Contents
People with physical and mental features cease to be invisible. Our children can see them not only on the movie screen, but also on the playground. Most likely, they will have questions, and parents will not always have the right answers. How to talk with a child about illnesses and difficult conditions?
Why is it difficult for us to talk about illness and death?
At the moment of meeting with the theme of illness and death, we have two main difficulties.
- Lack of knowledge on how to act. We do not have or have very few “correct” words, patterns of action.
- Microstress from the collapse of basic illusions that we and our loved ones are immortal, have an eternal supply of health, we can completely control our lives, in which “nothing like this can happen to us and our loved ones, because …”.
We encounter the feelings that accompany loss: shock, bargaining, anger, sadness, acceptance. Someone experiences fear, confusion, guilt, shame, helplessness in the face of fate, anger at circumstances, or even “those who let people like him in here” – we sometimes meet such stories in the news.

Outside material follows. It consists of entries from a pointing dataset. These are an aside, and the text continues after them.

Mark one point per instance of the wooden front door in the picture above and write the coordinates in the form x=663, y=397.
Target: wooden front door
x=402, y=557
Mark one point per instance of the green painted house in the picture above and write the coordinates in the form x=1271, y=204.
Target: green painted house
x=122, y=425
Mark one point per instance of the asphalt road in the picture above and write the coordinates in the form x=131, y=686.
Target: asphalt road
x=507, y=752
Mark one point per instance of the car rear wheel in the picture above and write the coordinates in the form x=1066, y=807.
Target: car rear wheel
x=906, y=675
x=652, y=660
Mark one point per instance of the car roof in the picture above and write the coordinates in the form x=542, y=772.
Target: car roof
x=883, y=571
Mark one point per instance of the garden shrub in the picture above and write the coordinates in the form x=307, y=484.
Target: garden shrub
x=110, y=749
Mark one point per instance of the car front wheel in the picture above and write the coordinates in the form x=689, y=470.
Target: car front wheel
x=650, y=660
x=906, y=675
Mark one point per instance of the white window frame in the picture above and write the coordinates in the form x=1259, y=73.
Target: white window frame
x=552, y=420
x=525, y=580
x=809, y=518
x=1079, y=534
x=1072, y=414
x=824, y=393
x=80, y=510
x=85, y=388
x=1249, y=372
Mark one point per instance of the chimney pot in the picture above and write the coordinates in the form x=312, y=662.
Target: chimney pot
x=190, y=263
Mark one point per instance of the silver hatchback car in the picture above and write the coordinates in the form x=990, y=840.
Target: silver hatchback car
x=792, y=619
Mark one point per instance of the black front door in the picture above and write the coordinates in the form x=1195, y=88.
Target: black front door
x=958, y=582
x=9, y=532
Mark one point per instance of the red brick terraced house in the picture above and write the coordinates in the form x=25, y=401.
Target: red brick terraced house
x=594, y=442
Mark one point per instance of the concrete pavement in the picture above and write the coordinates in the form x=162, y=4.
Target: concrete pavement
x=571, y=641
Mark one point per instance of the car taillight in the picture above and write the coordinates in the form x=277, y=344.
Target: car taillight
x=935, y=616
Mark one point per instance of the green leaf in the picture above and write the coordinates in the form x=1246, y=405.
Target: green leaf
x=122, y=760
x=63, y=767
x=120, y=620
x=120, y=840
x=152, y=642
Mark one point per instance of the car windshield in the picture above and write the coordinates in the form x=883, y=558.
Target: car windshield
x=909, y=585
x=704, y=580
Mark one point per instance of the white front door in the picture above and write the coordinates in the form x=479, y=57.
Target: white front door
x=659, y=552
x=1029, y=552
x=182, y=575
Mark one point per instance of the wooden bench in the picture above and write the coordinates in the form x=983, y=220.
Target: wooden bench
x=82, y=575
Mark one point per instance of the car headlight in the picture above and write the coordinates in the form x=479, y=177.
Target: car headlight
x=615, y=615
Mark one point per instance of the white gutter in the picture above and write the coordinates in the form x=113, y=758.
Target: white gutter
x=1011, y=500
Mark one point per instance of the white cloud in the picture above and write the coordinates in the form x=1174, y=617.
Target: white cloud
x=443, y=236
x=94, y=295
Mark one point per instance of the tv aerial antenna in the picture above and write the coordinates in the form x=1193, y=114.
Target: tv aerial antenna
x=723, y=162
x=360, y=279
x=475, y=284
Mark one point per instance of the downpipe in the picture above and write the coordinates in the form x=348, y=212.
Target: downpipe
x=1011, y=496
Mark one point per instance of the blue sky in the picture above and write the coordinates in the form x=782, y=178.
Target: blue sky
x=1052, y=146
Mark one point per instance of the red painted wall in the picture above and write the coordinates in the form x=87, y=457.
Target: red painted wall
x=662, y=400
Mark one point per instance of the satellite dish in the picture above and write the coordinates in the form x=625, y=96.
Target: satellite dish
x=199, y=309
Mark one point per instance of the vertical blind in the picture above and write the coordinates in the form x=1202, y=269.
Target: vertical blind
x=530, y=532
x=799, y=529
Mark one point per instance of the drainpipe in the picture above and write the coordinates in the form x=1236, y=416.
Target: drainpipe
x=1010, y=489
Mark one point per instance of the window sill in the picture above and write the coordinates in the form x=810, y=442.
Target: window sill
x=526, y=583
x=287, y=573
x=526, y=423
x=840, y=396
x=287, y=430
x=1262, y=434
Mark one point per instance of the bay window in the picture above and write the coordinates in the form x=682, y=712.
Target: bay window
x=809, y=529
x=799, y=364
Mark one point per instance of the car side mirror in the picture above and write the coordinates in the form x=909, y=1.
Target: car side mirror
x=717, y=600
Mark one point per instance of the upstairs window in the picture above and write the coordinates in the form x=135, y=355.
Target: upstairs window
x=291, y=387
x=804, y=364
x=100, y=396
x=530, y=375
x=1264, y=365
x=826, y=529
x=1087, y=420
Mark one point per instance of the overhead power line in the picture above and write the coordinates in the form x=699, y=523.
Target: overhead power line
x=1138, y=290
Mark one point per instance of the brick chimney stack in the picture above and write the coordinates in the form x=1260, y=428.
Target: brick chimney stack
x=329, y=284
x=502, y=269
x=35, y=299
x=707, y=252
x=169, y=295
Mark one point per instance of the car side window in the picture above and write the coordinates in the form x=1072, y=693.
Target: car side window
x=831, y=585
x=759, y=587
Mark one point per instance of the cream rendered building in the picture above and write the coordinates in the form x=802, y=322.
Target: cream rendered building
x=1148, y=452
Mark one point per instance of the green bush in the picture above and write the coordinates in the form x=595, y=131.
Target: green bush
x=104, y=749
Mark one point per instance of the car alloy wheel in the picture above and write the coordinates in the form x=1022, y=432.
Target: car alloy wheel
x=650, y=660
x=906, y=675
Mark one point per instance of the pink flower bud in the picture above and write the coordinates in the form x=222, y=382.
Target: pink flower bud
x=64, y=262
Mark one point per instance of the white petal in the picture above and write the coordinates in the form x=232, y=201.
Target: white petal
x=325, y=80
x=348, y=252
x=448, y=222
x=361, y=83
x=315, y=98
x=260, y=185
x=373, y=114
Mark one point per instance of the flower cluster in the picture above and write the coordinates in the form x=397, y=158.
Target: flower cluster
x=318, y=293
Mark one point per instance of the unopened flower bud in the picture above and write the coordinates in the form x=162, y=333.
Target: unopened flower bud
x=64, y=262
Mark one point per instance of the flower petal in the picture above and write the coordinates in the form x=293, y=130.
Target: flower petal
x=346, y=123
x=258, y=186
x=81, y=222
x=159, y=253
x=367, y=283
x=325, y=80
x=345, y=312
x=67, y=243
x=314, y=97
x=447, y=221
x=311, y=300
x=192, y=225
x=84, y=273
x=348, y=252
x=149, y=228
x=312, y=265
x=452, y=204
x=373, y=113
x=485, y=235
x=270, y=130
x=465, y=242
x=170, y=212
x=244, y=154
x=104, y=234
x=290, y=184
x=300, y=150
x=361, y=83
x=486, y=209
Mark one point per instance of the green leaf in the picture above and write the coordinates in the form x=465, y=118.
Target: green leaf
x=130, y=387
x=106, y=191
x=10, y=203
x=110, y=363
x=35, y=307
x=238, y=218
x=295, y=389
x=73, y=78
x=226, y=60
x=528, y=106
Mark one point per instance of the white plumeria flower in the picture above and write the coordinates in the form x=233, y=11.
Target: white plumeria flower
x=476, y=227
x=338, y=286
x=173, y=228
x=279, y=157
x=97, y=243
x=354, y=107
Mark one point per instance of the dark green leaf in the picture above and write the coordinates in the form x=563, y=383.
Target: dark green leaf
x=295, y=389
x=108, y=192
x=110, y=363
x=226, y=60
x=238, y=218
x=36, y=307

But also sadness, sympathy for the child and his parents
Many conflicting feelings come up at the same time. We may not even recognize them right away, but these feelings determine our behavior and how exactly we will talk to our child. If an adult who talks about illness and death is very anxious and frightened, his emotions will be transferred to the child. However, if he is able to speak maturely on difficult topics, then the conversation will be very useful for children.
Should children be shielded from difficult topics?
In any case, the child will sooner or later encounter this topic – in literature, “in the alley”, in the supermarket, on the playground, in the news. And he must somehow form his attitude and ways of coping with feelings.
If we do not support this conversation, if the topic is not raised in conversations, if it is connected with horror and avoidance, then the child will “digest” the horror and anxiety of adults alone with himself, forming some myths that are very likely to be for him harmful.
These fantasies can be a source of problems in themselves: things that were not allowed or scary to talk about at home often become a source of fears, symptoms, and even unhappiness for children.
How to talk to a child about illness?
- Use simple, understandable language without scientific terms. For example, to the question: “Why is the girl so big and sitting in a stroller?”, You can answer that the girl cannot walk on her own, but otherwise she is exactly the same as other children. You can play together, discuss something interesting.
- Talk about facts. The body of each of us is unique and can work differently. In some cases, the body may give some kind of failure, and in some cases, all of our bodies need support. What is easy for one person is difficult for another. So we reduce anxiety, and the child is not afraid to become an outcast if he discovers any of his own characteristics.
- Provide the child with tools – words for feelings. When we give children the opportunity to call a spade a spade, we set a precedent for empathy. When we give a feeling a name for verbally expressing these scary themes, we enable the brain to work in a slightly different way.
- Group conversation can be more helpfulbecause being together is one way to deal with trauma on a community level.
Why is this important?
When we face sickness and death—especially children—we often feel helpless and confused. The horror is connected with the fact that it is unfair and very sad. Helping seriously ill children, for example, by participating in a campaign
As part of a charity event, teachers, schoolchildren and their parents agree and give the teacher one bouquet per class, and the money saved in this way is sent to a fund that helps terminally ill children.
The most important thing is that the child does not remain helpless in the face of something incomprehensible, which even adults are afraid to talk about.
This is how we give the child the opportunity to get out of the state of victimhood and helplessness in the face of a big universal human topic, a meeting with which it will not be possible to avoid anyway. In addition, we form the child’s ability to cope with difficulties throughout his later life and give him the tools for further self-regulation.
It is impossible to live life and avoid losses when one of our dear people is sick or dying. How we respond to this very much depends on whether we have internal tools, strategies, ways of coping with difficult experiences.
About the Developer
Maria Egorova — psychologist, lecturer at the Institute of Integrative Family Therapy, author and host of client and training programs on working with psychological trauma.